Por Henrique Lucarelli
O cenário brasileiro, no qual a cidade de Fartura está inserida, é um filme de terror. Somos atacados por uma das piores pandemias da história moderna e os governos das várias esferas – federal, estadual e municipal – são incapazes de assumir uma clara, atuante e honesta posição de combate à doença.
Do governo federal tivemos o pior; o incentivo ao vírus: não usou máscara, não comprou vacina e produziu e divulgou remédios que não curam a doença e podem causar outras. O governador ficou em cima do muro: comprou a vacina e estimulou o uso de máscaras, mas não teve força e apoio (e talvez até um pouco de vontade) para implementar o isolamento social em momentos não emergenciais. E a ajuda social para os desvalidos e para o comércio e indústria se aguentarem? Tudo muito tímido frente ao problema real.
Resultado: tudo veio estourar na ponta; no poder municipal. Mas o que as cidades podem fazer frente a uma pandemia tão poderosa? Eu não sou um historiador das guerras e nem um estrategista militar, mas pelos meus estudos sei que, quando se enfrenta um inimigo onipresente e superior em armas, as táticas com êxito são: guerrilha, apoio da população local e esperança. Explico:
Guerrilha é não utilizar o enfretamento direto. Mas ter precisão, racionalização de recursos e o elemento surpresa. A arma mais barata, acessível e com bons resultados é o uso de máscaras. Elas deveriam ser itens obrigatórios e necessários deste março de 2020, quando a doença chegou ao Brasil. Nós fizemos isso nesse período? Lembre-se de quantas vezes vocês saíram às ruas e viram pessoas sem ela. Aposto que muitas.

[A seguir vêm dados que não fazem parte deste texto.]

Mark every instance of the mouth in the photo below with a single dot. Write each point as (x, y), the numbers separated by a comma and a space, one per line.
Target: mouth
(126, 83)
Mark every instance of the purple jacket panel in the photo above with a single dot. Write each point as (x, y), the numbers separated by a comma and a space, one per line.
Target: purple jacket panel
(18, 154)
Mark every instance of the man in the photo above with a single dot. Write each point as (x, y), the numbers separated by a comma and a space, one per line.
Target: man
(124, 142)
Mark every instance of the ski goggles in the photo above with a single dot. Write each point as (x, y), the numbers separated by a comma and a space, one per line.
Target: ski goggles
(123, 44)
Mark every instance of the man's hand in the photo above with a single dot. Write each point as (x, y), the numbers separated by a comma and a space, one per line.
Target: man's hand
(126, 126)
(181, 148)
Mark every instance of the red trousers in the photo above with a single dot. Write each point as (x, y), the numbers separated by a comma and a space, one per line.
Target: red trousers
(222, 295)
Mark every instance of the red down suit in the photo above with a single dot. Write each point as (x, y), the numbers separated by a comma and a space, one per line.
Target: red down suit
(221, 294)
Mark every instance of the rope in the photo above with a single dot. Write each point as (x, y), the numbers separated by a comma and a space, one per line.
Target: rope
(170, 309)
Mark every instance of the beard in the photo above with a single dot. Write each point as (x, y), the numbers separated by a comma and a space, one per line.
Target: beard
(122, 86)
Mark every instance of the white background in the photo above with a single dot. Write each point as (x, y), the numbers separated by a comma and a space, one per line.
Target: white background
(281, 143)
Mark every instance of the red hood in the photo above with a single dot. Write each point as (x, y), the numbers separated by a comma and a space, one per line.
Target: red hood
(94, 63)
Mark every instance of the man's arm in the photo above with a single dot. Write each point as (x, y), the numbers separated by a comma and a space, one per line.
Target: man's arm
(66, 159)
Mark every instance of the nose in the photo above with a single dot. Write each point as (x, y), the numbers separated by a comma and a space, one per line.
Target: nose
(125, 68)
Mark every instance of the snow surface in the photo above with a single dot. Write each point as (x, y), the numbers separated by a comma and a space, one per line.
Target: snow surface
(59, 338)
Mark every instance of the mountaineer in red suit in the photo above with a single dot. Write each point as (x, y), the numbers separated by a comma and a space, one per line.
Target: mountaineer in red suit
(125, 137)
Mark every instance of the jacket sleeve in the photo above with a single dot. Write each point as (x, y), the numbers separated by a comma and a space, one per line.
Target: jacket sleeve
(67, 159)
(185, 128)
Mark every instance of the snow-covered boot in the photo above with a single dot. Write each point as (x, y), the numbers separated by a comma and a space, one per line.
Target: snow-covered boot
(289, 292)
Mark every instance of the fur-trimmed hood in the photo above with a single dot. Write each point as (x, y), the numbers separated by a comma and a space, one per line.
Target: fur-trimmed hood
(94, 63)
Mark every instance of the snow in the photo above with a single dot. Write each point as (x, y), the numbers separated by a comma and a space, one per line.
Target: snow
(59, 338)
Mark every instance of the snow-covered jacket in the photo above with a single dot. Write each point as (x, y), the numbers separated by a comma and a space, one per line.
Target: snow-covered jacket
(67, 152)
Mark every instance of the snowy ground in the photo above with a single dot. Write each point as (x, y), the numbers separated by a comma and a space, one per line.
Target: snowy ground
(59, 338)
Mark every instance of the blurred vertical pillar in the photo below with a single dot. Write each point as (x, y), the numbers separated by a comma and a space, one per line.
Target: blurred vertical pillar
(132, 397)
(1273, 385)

O apoio da população é quando ela tem a clara consciência de que, para enfrentar o inimigo, ou é todo mundo ou nem adianta começar. Os dados indicam que esse abril de 2021 será o mês que teremos o maior número de mortes na história do Brasil independente. É fundamental, nos períodos de crise aguda, que a comunidade não perca a empatia de se colocar no lugar daqueles que foram, são e serão levados pela doença – ou será difícil caminhar. É complexo, mas em toda manhã nos próximos dias teremos que lembrar: a vida é sempre superior à riqueza e é por isso que a gente segue.
Por fim, a esperança deve ser encarada como um compromisso ético. Ela é necessária, pois ninguém pode pensar que sua trajetória será uma eterna luta sem possibilidade de vitória. E nisso precisamos também insistir: nós vamos vencer a doença e, nesse dia, vamos prosperar novamente. Portanto, não pense que está tudo perdido. Temos que segurar bravamente agora para vencermos – todos e todas – no futuro.
Mas é difícil, o maior indicador de que estamos perdendo ou não a guerra contra o vírus é o índice de transmissibilidade – o número de pessoas que um doente pode infectar. Baixar esse número é um passo para a vitória, enquanto aumentá-lo é caminhar para medidas drásticas e amargas como o lockdown. Traduzindo: se uma pessoa doente se isola e se cura, não transmitido para ninguém, é um dia ganho na guerra – e esse deve ser o grande objetivo, o foco de todas as medidas.
Porém, a gente não consegue ver isso. Na semana que passou, a prefeitura de Fartura publicou um material de propaganda de 100 dias de governo. Dias em que a doença só nos venceu: dias com pouca fiscalização das aglomerações e do uso de máscaras; dias com uma regra no papel, outra na prática; dias de relaxamento coletivo, nos quais a moral que vale é aquela do ditado: “farinha pouca, meu pirão primeiro”.
Henrique Lucarelli é professor e mestre em História pela Unicamp.